La géobiologie au travers du temps

Un savoir né de la sédentarisation:

Avant le néolithique, l'homme était nomade. L'influence du lieu sur sa santé ne pouvait être évidente. Il faut séjourner un minimum de temps à une même place pour en ressentir clairement les effets. Il semble que l'histoire de la géobiologie remonte aux débuts de l'Histoire elle-même. Elle débute avec le Feng-Shui des Chinois ou le Vastu Shastra, pratiqué en Inde.

Le secret des empereurs chinois:

La Cité interdite, palais impérial de Pékin (Beijing), a été édifiée en 1406. Outre les meilleurs architectes de l'époque, sa construction a mobilisé des spécialistes du Feng Shui, en vue d'apporter la prospérité, la sécurité et le bonheur aux empereurs et à leur dynastie. Entre autres, elle englobe une rivière artificielle qui ondule à travers la cour extérieure pour protéger les palais centraux.

Feng Shui signifie "vent et eau". Cet art crée en Chine il y a plus de 3000 ans consiste à choisi le meilleur site puis à trouver l'emplacement propice des tombeaux, des villes, des maisons, des  pièces et des objets à l'intérieur des habitations. Cette discipline entend apporter équilibre, harmonie et bonheur aux occupants d'un lieu. Elle prend en compte l'orientation, les formes et la répartition spatiale du relief, les circulations horizontales du vent et de l'énergie qu'il véhicule (le "Chi ou Tch'i"). Aujourd'hui, toutes les China Towns réparties dans les capitales occidentales ont largement recours au Feng Shui.

Le Vastu Shastra est réputé être l'ancêtre du Feng Shui.

On en trouve la trace dans les Veda, livres sacrés de l'hindouisme écrits en sanskrit à partir de 1800 avant J.-C. Cette science de la construction est l'art de conserver une harmonie entre un bâtiment et les cinq éléments: Terre, Eau, Feu, Air et Ether. Elle prend en compte le site, son orientation, les formes et l'intérieur. C'est à partir de l'Inde que cette science aurait diffusé au Tibet, en Asie du Sud-Est, en Chine et au Japon.

Les grandes vérités d'Hippocrate et de nos ancêtres

Selon le célèbre Grec, médecin et philosophe, quatre facteurs comptent pour la santé des individus: leur constitution, l'air, l'eau et l'état du sous-sol. Il déclarait en 430 avant J.-C.: "Celui qui veut se perfectionner dans l'art de guérir considérera comment l'endroit est disposé et s'informera du sous-sol, concurremment avec la constitution des êtres vivants." (Traité des Airs, des Eaux et des Lieux)
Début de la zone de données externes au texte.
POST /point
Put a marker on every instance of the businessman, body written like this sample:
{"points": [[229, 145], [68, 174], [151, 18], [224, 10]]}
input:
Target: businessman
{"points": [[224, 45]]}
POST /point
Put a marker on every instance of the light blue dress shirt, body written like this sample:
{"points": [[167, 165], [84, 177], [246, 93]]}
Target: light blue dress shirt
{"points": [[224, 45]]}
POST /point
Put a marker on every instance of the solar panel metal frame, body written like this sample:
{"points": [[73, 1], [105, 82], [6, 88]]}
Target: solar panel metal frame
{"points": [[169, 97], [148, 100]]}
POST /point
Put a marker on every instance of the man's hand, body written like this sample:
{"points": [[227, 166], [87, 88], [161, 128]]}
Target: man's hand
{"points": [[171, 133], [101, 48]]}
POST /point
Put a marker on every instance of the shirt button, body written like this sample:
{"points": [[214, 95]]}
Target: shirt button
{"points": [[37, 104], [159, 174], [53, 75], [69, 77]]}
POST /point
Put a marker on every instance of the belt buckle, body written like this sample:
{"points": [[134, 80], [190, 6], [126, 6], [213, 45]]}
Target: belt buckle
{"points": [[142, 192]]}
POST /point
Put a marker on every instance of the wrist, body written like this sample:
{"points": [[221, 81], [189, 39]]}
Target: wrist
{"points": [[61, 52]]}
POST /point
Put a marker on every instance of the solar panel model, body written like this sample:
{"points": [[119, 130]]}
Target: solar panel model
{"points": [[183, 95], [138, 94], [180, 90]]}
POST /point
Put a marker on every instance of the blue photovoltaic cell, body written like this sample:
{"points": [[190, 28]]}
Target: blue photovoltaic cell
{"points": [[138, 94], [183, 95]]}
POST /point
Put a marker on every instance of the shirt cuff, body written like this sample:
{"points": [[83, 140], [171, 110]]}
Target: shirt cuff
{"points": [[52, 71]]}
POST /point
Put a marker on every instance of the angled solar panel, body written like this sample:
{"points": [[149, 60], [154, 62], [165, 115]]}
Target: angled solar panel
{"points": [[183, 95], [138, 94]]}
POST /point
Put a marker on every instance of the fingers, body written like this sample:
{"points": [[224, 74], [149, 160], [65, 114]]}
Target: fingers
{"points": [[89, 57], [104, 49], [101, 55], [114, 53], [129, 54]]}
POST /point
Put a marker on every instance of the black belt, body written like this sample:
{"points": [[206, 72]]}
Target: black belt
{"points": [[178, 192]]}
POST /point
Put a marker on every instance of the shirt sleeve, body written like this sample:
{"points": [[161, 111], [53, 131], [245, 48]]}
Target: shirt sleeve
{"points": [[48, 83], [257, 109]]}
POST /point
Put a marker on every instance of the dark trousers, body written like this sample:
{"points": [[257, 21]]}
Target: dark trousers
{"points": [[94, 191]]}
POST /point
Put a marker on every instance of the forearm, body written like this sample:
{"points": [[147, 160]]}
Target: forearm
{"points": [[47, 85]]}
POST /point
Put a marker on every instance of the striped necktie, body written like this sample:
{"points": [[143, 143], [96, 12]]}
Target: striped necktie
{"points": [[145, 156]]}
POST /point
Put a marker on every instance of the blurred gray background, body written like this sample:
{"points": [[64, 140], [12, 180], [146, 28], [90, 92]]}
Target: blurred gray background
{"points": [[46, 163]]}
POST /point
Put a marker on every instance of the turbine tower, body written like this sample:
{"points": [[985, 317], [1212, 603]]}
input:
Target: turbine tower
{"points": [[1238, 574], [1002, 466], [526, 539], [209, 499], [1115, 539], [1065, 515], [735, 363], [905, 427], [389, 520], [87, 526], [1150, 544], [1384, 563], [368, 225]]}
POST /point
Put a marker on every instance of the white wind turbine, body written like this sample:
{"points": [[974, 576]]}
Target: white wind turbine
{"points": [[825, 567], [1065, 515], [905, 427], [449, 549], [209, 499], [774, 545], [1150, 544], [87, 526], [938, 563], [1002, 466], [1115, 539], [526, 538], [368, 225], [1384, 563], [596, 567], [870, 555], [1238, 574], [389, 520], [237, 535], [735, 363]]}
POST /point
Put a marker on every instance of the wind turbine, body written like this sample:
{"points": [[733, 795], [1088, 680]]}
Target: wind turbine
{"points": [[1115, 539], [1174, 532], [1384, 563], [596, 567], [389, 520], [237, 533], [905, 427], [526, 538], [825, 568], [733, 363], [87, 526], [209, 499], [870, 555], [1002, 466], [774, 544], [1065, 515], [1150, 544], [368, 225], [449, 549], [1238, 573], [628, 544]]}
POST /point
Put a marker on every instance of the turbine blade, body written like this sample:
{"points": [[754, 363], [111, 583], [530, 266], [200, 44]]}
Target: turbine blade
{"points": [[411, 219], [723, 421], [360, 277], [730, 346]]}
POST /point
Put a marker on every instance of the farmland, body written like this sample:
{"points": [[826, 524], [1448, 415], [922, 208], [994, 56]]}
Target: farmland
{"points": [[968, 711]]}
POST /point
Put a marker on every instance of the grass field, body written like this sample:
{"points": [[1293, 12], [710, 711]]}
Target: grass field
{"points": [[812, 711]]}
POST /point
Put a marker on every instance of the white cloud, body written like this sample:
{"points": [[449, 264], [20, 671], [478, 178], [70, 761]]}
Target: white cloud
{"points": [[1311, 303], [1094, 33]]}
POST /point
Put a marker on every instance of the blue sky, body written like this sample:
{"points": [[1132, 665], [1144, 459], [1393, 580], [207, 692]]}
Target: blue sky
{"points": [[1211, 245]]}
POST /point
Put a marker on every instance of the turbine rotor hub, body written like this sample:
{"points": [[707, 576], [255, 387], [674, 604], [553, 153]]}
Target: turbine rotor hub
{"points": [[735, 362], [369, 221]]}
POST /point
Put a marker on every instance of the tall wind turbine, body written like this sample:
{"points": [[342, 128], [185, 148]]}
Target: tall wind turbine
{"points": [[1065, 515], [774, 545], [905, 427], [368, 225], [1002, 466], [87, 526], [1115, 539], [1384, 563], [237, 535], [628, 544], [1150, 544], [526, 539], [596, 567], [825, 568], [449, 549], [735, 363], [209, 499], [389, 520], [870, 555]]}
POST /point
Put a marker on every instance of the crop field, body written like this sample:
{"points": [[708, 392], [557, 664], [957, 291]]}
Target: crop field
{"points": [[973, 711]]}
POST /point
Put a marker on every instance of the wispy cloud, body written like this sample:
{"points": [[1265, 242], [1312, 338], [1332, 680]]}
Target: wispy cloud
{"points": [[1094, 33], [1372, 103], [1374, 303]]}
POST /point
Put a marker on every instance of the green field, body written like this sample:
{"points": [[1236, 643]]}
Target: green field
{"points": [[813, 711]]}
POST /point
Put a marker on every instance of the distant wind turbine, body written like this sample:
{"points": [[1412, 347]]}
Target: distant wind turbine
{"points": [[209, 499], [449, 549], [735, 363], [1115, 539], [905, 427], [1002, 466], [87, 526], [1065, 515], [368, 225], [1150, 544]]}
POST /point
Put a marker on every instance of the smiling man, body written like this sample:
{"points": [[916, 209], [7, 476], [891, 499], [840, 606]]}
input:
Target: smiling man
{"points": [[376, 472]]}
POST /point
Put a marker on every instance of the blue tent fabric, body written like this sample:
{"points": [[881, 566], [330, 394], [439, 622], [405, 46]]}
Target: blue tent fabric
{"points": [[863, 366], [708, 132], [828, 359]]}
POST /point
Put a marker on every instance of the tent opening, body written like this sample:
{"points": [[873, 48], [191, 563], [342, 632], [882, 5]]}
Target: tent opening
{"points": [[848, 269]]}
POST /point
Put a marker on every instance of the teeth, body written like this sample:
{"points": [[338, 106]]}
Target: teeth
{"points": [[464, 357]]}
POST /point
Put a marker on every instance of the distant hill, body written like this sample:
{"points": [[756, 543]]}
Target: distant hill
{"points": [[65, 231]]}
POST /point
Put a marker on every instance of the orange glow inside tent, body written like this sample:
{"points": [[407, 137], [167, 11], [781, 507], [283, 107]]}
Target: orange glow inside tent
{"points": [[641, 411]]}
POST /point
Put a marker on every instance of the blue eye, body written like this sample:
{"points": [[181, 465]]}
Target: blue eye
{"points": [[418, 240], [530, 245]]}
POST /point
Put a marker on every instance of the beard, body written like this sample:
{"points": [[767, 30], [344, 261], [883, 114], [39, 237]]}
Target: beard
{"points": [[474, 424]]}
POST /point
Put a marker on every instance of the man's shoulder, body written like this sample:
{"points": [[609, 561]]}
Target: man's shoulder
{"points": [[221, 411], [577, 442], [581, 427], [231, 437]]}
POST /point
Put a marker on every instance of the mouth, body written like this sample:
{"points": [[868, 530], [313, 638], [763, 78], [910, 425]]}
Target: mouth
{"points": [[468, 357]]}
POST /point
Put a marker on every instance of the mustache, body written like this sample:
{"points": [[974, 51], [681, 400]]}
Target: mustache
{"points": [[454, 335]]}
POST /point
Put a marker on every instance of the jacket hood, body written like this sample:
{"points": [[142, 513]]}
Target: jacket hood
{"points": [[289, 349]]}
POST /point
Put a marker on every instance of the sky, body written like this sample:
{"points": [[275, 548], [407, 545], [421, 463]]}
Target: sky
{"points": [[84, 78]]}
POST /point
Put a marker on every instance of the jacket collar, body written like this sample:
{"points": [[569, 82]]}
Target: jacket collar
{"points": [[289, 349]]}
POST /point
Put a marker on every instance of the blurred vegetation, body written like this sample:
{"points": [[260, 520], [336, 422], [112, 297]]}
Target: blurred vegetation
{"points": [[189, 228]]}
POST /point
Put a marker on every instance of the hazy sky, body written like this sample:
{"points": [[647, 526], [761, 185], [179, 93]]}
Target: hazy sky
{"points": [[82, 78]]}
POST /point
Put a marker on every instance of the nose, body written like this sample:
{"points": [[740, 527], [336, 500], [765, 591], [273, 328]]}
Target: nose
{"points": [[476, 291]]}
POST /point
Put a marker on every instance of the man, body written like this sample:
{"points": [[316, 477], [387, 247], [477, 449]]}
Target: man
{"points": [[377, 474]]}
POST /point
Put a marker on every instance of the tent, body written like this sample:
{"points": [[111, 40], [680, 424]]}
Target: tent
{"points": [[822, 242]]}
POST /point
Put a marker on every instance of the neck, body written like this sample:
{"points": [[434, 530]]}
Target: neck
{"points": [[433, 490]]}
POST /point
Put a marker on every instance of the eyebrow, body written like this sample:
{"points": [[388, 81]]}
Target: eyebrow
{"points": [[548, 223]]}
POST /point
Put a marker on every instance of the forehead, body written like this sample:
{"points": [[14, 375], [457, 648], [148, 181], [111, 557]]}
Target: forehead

Avant l'adduction d'eau au robinet, personne n'envisageait de creuser un puits sans faire venir un sourcier avec les fameuses "baguettes de sourcier" universellement connues. A cette époque ou l'on creusait des puits à l'aide de pelles, il était préférable de ne pas se tromper. Ainsi demandait-on à un "rhabdomancien" (sourcier) de faire son travail avant que le puisatier se mette à creuser. En moins d'une demi-heure le rhabdomancien local était capable de préciser à quel endroit faire un trou et à quelle profondeur approximative on allait trouver l'eau voire d'apporter des précisions sur le débit. Ils procédaient par radiesthésie, à l'aide de baguette de bois souple (coudrier, noisetier) ou d'un pendule.

Un secret de la religion chrétienne

La plupart des lieux de culte chrétiens bâtis aux XIIeme et XIIIeme siècles utilisent l'énergie tellurique générée par la friction de deux cours d'eau sous-terrains. La qualité vibratoire de cette énergie ascendante était optimale lorsqu'elle coïncidait avec un croisement du réseau solaire. Le secret consistait à placer l'autel à la verticale de ce double croisement. L'objectif était d'obtenir la meilleure connexion possible entre le ciel et la terre sur le point de consécration et d'élévation. Un lieu de culte était ainsi conçu, à cette époque, pour être une centrale d'énergie naturelle.

C'est grâce à de nombreux sourciers anonymes, puis sous l'impulsion du docteur Peyré en 1937, du docteur allemand Hartmann en 1950, du docteur Curry, de Yves Rocard ou du docteur Picard que la géobiologie a pu renaître au XXeme siècle.